Un de mes interlocuteurs, sans pourtant s’en plaindre outre mesure, m’avouait tout de go que «le business model du fabricant de mouvement n’est pas bon. On prend tous les risques et soucis du développement, les problématiques de la production, de l’approvisionnement, du coût des matières. Sans même parler de la baisse des volumes de chaque commande… Et nos marges sont très faibles.»

En plus, la plupart du temps, le fabricant en est réduit au silence. Ses clients? Ils sont nombreux à lui demander la plus grande discrétion. Comme s’il y avait quelque chose de honteux à avouer ce que le marketing tait: derrière vos belles montres, il y a de l’huile et des machines… et ce n’est pas forcément nous qui mettons les mains dans le moteur.

Mais surtout, ce qu’ils taisent – parce qu’ils l’ignorent trop souvent ou n’y pensent plus – c’est que derrière, il y a des gens. Des gens qui font avancer la machine, qui la mettent en mouvement. Et ces gens, je le dis à nouveau à la première personne, ces gens sont formidables. Fabriquer une montre n’est pas seulement une partie de plaisir. Ça implique de l’huile et des machines (et beaucoup de savoir pour les faire fonctionner), mais aussi une infinie patience, une minutie extrême, un jonglage avec le microscopique, un regard affûté, de la pensée précise, des calculs, des connaissances en métallurgie, en chimie, en tribologie, des «secrets», des poudres et des élixirs. De la répétition aussi, de la résistance, du labeur.

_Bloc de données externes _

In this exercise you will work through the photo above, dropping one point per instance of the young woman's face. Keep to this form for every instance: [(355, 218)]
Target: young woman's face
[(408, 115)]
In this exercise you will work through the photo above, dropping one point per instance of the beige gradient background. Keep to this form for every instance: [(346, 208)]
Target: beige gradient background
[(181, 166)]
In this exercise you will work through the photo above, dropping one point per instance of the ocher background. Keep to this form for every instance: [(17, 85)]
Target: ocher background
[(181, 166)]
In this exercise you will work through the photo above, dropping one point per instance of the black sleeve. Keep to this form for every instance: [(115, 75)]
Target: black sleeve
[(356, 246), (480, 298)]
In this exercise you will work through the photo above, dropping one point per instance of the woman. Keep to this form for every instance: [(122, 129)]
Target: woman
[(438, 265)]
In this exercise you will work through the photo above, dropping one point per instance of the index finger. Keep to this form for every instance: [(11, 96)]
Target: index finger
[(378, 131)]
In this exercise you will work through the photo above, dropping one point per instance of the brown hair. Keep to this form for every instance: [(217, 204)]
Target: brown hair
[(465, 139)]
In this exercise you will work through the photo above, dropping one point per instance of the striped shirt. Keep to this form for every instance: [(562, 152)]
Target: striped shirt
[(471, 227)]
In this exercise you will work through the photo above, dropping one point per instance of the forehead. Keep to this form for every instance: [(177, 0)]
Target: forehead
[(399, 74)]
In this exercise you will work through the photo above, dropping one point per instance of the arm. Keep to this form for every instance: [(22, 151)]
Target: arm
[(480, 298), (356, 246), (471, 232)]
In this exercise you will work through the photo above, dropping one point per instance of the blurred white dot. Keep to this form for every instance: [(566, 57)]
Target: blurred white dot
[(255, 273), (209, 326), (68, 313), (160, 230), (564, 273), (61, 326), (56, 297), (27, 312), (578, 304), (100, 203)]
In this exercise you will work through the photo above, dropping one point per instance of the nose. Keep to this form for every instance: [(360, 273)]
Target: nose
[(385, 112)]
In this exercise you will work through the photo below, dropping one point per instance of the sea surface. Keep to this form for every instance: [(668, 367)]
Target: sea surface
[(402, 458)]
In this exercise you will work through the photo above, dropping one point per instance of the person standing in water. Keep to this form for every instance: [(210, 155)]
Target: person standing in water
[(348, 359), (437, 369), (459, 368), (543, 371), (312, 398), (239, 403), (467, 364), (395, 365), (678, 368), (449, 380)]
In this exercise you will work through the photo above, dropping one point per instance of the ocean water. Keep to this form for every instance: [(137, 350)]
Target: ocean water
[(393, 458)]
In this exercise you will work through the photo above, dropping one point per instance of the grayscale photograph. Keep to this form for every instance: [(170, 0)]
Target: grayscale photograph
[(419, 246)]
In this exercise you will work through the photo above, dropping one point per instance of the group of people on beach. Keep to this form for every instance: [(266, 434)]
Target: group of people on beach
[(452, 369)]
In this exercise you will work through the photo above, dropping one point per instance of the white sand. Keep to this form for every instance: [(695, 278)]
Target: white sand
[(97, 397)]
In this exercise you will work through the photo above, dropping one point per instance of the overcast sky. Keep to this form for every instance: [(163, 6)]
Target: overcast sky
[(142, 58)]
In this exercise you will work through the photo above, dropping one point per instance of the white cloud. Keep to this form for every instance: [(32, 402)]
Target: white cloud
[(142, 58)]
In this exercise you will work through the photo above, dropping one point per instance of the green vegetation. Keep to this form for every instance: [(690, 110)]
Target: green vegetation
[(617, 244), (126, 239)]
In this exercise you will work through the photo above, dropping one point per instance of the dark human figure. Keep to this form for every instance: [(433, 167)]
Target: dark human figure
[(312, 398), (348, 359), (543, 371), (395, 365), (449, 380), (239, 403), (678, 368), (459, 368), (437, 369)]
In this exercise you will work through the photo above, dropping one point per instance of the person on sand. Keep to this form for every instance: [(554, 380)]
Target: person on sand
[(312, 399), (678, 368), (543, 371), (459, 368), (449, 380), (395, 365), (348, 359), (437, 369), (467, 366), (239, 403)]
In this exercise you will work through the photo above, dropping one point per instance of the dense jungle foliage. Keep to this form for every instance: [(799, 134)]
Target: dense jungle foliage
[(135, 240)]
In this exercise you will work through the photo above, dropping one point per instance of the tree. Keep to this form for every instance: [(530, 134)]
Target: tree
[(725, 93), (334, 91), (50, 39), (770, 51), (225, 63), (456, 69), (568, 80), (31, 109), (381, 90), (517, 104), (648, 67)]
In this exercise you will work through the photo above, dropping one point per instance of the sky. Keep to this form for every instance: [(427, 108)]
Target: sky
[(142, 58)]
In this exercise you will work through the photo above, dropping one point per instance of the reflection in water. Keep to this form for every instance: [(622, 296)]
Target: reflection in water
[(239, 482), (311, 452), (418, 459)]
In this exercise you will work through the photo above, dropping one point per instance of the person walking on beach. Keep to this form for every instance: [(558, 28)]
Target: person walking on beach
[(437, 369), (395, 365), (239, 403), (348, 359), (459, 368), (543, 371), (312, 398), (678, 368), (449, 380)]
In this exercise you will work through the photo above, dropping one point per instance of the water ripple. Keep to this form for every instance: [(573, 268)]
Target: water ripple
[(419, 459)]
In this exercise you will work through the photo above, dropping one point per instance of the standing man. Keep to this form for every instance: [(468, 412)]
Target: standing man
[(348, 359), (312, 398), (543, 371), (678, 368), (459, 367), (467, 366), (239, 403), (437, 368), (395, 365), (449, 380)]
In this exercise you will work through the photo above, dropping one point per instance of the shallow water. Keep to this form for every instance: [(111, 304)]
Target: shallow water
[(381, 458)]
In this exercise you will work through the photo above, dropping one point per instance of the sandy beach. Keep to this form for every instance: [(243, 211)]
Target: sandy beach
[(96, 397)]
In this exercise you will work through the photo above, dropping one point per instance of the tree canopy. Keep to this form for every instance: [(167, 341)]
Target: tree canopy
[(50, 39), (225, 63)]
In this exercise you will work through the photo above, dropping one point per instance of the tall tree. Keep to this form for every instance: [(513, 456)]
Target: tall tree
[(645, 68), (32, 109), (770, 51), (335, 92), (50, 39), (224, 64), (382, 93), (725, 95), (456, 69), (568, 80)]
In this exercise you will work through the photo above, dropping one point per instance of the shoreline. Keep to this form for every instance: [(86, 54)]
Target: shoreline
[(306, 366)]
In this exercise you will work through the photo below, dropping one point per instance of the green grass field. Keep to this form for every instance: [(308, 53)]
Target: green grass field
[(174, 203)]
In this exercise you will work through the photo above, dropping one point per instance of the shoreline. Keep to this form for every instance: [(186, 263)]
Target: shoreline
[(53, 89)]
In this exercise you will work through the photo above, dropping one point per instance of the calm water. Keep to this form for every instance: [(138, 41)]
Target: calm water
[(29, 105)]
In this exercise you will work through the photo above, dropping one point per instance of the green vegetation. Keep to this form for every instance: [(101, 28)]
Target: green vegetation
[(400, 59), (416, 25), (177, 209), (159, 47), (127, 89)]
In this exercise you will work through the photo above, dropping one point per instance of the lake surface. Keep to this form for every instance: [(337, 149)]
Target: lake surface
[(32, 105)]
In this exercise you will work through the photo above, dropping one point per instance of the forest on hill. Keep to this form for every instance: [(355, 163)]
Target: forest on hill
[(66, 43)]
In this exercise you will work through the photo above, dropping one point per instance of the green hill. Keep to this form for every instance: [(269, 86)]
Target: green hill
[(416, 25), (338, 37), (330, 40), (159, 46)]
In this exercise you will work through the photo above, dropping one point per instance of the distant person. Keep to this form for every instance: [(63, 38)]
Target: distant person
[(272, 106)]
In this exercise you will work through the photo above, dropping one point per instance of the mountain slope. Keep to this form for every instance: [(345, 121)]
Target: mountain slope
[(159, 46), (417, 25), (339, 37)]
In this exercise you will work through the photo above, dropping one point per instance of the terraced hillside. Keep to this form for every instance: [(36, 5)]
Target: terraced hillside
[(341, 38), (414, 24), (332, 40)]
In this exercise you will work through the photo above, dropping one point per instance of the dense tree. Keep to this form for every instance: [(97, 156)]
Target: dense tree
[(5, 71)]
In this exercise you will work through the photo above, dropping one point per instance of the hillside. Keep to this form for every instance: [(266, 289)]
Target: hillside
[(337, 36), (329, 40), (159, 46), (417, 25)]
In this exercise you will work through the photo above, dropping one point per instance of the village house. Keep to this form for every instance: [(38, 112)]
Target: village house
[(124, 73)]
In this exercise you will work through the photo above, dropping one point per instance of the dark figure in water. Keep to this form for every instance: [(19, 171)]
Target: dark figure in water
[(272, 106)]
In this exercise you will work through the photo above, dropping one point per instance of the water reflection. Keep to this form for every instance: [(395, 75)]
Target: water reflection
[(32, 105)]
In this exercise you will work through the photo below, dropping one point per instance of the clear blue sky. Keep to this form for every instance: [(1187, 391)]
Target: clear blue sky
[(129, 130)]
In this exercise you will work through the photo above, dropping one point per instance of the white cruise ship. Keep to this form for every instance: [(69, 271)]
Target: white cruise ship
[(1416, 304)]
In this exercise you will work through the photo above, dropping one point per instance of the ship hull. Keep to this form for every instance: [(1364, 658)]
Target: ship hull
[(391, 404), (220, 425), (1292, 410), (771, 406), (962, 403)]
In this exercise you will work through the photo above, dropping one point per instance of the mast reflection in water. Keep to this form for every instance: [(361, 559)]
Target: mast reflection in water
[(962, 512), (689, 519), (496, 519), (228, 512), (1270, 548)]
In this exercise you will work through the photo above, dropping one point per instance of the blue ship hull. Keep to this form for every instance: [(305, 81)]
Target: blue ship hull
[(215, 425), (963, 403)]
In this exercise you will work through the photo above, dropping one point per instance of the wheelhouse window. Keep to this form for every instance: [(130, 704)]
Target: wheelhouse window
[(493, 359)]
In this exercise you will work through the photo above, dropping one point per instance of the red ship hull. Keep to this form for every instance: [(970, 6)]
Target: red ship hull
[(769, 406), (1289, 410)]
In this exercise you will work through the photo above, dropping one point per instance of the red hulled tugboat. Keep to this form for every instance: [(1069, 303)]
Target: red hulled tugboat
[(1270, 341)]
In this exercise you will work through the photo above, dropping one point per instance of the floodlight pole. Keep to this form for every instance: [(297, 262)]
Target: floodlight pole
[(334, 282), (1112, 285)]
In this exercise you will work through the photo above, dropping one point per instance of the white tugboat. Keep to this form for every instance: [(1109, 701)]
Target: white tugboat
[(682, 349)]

Est-ce un hasard si quasiment toutes les manufactures de mouvements, grandes ou plus modestes, se retrouvent du côté de la grande région jurassienne? Ce qui est sûr, c’est qu’on ressent un esprit commun à ces entreprises et aux gens qui y œuvrent. Une communauté d’esprit et d’expérience. Un regard différent plus lucide peut-être, sur les tenants et aboutissants de «toute cette industrie». Avec un mouvement, on ne peut pas tricher: il marche ou il ne marche pas (bien). Avec une montre finie, l’affaire est différente. Avoir les mains dans le moteur aide à avoir les idées plus claires.